It must be remembered that the judgment-roll must be made up immediately upon the entry of the judgment, and it therefore can contain only such bills of exceptions as were on file at the time of the entry of the judgment. Section 6788 provides that bills of exceptions may be settled after judgment, covering matters occurring upon the trial. Such bills of exceptions, not being filed at the time of the entry of the judgment, cannot be deemed a part of the judgment-roll; but, inasmuch as they contain exceptions to the proceedings before the entry of judgment, they are material in considering any appeal from the judgment. Reading the section 7112 in its entirety, it is our opinion that it was the intention of the legislature in providing for judgment-roll and bill of exceptions, to include only such bill of exceptions as was settled under either section 6787 or 6788. As the bill of exceptions in question was not settled under either section, nor used on a motion for new trial, it cannot be used on appeal from the judgment.
Appellants have also cited in support of their contentions the case of Foley v. Foley, 120 Cal. 33, 65 L. R. A. 147, 52 Pac. 122, but the cited case is not applicable. In that case the motion to set aside default was made before judgment, and under the statutes of California no appeal could be taken from the order overruling such motion. In this case, however, the motion was made after judgment and the order denying the motion is an appealable order. (Rev. Codes, sec. 7098.) If this court should consider a bill of exceptions made on motion to set aside judgment and default on an appeal from the judgment, then such action would to a great extent nullify the *192provisions of the statute providing for appeal from orders made after judgment. As appellants had a clear right of appeal from the order denying their motion to set aside default and judgment, it would be improper for this court to consider the matters shown upon such motion when no appeal had been taken from the .order.

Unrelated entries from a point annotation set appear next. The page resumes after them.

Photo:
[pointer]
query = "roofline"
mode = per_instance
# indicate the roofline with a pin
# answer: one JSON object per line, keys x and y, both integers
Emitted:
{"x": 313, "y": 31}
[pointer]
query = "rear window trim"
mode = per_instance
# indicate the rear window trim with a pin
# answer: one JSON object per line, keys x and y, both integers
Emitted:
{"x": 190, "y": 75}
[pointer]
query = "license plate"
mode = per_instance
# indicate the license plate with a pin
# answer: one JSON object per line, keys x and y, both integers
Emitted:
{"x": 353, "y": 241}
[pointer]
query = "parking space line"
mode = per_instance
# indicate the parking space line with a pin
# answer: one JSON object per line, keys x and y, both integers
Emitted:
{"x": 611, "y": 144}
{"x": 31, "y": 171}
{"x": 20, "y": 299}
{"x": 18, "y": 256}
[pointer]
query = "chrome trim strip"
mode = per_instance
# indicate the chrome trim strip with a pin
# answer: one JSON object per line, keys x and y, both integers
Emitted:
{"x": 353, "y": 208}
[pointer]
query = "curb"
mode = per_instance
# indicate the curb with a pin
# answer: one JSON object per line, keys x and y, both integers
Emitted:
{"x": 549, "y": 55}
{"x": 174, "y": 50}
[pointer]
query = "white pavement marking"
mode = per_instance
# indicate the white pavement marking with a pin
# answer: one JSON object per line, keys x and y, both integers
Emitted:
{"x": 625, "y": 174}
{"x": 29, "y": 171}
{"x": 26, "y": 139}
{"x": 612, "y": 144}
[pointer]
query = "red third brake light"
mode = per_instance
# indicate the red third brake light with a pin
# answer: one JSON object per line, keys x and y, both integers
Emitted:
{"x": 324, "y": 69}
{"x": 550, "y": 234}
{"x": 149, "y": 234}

We are reluctant to refuse to consider matters which appellants have attempted to bring before this court in a bona fide effort to present alleged errors for review, but it is not a question of our disposition in the matter, but a question of the power or lack of power of this court. Where the rules of practice are clear and unambiguous, such as exist in regard to the right of appeal from an order vacating judgment and default, we do not feel that this court should step aside from the issues properly presented to save appellants from the results of their action in mistaking their remedy. It is the conclusion of the court upon review of the above-mentioned statutory provisions that, on appeal from the judgment, matters contained in the bill of exceptions cannot be considered.
We therefore are compelled to reverse the order heretofore made and affirm the judgment.
Affirmed.
Mr. Chief Justice Brantly and Associate Justices Cooper and Holloway, concur. Mr. Justice Galen, deeming himself disqualified, takes no part in this decision.